5. Push aside the capitalist class, the elite and the political parties that deceive the people, build the people’s own power.

Short-term solutions:

1. Cancel the planned fuel price hikes and bring down prices;
2. Seize the assets of former President Suharto and his cronies and monies embezzled through the Indonesian Bank Liquidity Support scheme;
3. Cut the wages of government officials at the national to the sub-district level by 30 percent;
4. Cut the wages of executives at private companies by 50 percent;
5. Place limits on private capital by means of restricting the capital ownership, increasing tax on private cars, increasing parking fees and so forth;
6. Apply a 35 percent tax on the profits from export and import of oil.

A call to unite in opposition:

1. Hold daily mass actions, everywhere, by means of factory strikes, road blocks, occupying government offices and mass actions in the streets to thwart the fuel price hikes;
2. Unite the student’s actions with the people’s actions, make the campuses a place to consolidate the people’s mass struggle;
3. Hold a nation wide action simultaneously on May 21 and June 1, besiege and occupy the centres of power.
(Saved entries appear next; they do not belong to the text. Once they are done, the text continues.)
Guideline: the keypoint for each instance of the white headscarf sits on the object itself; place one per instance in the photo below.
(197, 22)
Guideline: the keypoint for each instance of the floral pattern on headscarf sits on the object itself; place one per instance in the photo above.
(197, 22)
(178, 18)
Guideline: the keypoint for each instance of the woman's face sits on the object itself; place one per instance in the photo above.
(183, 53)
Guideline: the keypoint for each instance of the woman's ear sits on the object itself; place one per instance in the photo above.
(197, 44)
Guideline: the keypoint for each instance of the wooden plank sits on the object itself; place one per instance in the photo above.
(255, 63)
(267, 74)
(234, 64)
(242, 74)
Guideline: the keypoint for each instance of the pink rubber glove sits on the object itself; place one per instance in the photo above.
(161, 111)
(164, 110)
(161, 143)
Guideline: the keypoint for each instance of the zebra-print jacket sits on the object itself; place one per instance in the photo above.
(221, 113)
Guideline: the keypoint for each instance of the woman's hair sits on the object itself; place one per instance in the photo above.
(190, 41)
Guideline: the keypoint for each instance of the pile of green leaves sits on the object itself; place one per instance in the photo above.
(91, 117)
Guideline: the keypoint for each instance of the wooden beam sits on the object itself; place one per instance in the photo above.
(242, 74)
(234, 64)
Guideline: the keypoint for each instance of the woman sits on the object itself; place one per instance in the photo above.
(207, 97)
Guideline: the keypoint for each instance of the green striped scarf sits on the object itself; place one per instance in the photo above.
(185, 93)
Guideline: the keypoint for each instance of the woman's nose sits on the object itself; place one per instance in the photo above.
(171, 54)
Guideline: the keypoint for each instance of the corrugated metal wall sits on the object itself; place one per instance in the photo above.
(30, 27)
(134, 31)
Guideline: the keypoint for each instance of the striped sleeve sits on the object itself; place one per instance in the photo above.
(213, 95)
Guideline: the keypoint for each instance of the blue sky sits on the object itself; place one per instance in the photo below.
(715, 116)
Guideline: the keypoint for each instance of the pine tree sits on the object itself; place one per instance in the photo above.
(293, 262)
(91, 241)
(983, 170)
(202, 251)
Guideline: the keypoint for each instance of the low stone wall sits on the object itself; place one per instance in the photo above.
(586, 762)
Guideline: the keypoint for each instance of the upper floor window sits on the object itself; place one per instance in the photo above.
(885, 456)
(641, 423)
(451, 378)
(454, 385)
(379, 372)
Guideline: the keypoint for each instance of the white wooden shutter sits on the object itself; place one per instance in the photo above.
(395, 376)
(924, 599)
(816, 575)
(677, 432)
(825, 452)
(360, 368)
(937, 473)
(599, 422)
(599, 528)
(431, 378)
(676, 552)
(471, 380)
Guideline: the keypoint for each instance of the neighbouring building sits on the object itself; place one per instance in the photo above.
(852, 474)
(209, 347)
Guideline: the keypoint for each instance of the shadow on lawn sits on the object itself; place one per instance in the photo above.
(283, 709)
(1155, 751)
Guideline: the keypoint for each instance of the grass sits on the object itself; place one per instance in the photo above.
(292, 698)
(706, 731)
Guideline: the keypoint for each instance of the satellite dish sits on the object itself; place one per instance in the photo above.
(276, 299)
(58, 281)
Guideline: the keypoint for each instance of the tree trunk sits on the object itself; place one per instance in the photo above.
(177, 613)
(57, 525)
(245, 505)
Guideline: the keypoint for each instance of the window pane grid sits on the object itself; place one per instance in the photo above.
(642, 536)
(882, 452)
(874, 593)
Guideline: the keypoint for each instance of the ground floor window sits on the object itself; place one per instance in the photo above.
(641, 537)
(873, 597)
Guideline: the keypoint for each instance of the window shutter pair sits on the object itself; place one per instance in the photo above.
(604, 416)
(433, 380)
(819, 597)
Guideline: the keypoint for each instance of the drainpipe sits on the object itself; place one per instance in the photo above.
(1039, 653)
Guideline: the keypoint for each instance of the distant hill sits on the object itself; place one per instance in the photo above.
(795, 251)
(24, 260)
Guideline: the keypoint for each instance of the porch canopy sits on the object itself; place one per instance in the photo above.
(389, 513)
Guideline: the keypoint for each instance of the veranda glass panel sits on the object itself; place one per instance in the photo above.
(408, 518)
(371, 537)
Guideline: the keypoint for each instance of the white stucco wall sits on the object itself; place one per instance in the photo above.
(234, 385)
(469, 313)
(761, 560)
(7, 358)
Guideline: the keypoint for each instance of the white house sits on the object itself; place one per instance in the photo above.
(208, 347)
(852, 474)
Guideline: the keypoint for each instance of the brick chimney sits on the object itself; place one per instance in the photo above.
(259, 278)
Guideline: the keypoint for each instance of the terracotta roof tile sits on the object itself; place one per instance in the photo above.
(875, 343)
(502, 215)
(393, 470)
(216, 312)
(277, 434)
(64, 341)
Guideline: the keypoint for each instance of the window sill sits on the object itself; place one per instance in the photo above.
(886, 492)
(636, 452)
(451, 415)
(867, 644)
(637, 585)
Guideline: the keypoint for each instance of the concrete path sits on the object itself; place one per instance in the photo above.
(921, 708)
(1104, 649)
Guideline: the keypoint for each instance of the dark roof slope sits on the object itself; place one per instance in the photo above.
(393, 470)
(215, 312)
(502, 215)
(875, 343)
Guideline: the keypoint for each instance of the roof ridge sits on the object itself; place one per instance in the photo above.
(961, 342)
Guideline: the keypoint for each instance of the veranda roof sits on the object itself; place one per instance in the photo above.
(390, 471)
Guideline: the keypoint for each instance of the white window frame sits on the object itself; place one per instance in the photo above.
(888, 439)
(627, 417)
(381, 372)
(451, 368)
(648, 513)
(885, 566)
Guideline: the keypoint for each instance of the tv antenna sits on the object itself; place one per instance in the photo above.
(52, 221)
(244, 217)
In Jakarta, let’s besiege and occupy the State Place;
4. Unite and build the people’s movement resisting colonialism nationally as an embryo of a new people’s government.

  • Besiege and occupy the State Palace on May 21 and June 1
  • Thwart the planned fuel price hikes by uniting the people’s mobilisations
  • Take over the oil and gas industries by people’s mobilisations under the control of the people
  • Push aside the capitalist class, the political elite and the political parties that deceive the people. It is time for the people to take power

National Liberation Front (PPR)
Jakarta – May 13, 2008

General Secretariat: Jl. Pori Raya No 06 RT009/RW 010
Pisangan Timur, Jakarta Timur
Phone/Fax: 021 4757881
Email: pembebasan.nasional@gmail.com

The National Liberation Front (Front Pembebasan Nasional, FPN):

BPI, the Coalition of People Against Eviction (PAWANG), the Coalition of the People Arising to Resist (Korban), the Commission for Missing Persons and Victims of Violence (Kontras), the Indonesia Legal Aid and Human Rights Association (PBHI), the Indonesian Association of the Families of Missing Persons (Ikohi), the Indonesian Buskers Union (SPI), the Indonesian Forum for the Environment (Walhi), the Indonesian Student Secretariat (SMI), the Institute for Public Research and Advocacy (Elsam), the Institute of Global Justice (IGJ), the Jakarta Legal Aid Foundation (LBH), JGM, JKB, the Agrarian Reform Consortium (KPA), LPBH FAS, Movement (Pergerakan), the National Transport Workers Federation (FBTN), Free Women (Perempuan Mahardika), the Politics for the Poor-Indonesian Student League for Democracy (LMND-PRM), the Poor People’s Alliance (ARM), the Poor Peoples Political Union (PPRM), Praxis, SIEKAP, SPEED, SPP, VHR, the Workers Challenge Alliance (ABM), the Working People’s Association (PRP).